Many have stayed away since schools opened last month and were joined by headmasters, who said their efforts to discuss their grievances with their employer were being ignored. Government’s response has been to implement a no-work-no-pay policy and suspend over 1 500 teachers and at least 50 headmasters.

It has also started recruiting teachers to replace the dismissed educators. This is despite the fact that the education sector was in need of at least 10 000 new recruits to meet demand.

Its response was typified by President Emmerson Mnangagwa’s statement at a recent rally: “Teachers are teachers today because they were taught. If they do not return to work they will not be paid; my Cabinet has since resolved that we will only pay teachers who avail themselves at their workstations.”

So, teachers are not likely to get relief from this administration no matter how genuine their concerns are, which is also shared by the larger public service.

So, it is heartening that Ndebele brought the issue back in the spotlight. He had to raise a point of national interest in the National Assembly to point out that the government must urgently address the conditions of service of teachers.

“I express dismay and shock on behalf of all teachers in the country in the way we as government treat our teachers. We are talking of people who have invested years and hard-earned money to get the best education available and acquire the requisite skills, yet they are denied a living wage under the sun,” Ndebele said.

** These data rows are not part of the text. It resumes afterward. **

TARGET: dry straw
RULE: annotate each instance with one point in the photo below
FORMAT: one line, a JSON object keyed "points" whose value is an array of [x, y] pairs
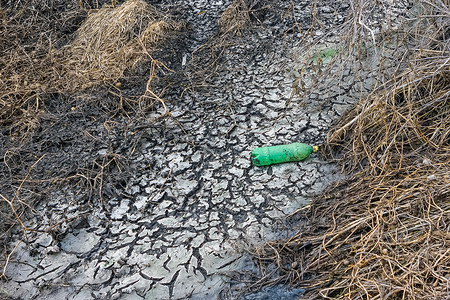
{"points": [[110, 42], [384, 233]]}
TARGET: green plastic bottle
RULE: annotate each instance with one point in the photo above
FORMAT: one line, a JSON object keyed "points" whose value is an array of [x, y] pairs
{"points": [[266, 156]]}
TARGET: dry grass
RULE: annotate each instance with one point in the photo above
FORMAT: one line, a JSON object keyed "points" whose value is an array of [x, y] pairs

“I will tell you a fact that our teachers are now going for Red Cross training to acquire a mere healthcare certificate so that they can go overseas.  We must do something as Parliament to curb this brain drain as we are losing teachers.”

The government makes it clear that it does not take the issues raised by teachers seriously, and has so far ignored any overtures to hold talks to review their salaries.

Recruiting new teachers does not solve the problem because the new employees will face the same challenge of poor salaries and they will likely be declaring incapacitation soon. And we keep going in circles.

Government needs to resolve the impasse with the teachers and make improving their conditions of service a priority. The dissatisfaction by teachers speaks to the wider frustrations by other public workers and the poor state of the economy in general.

And government needs to wake up to the dangers of failing to deal with the challenges.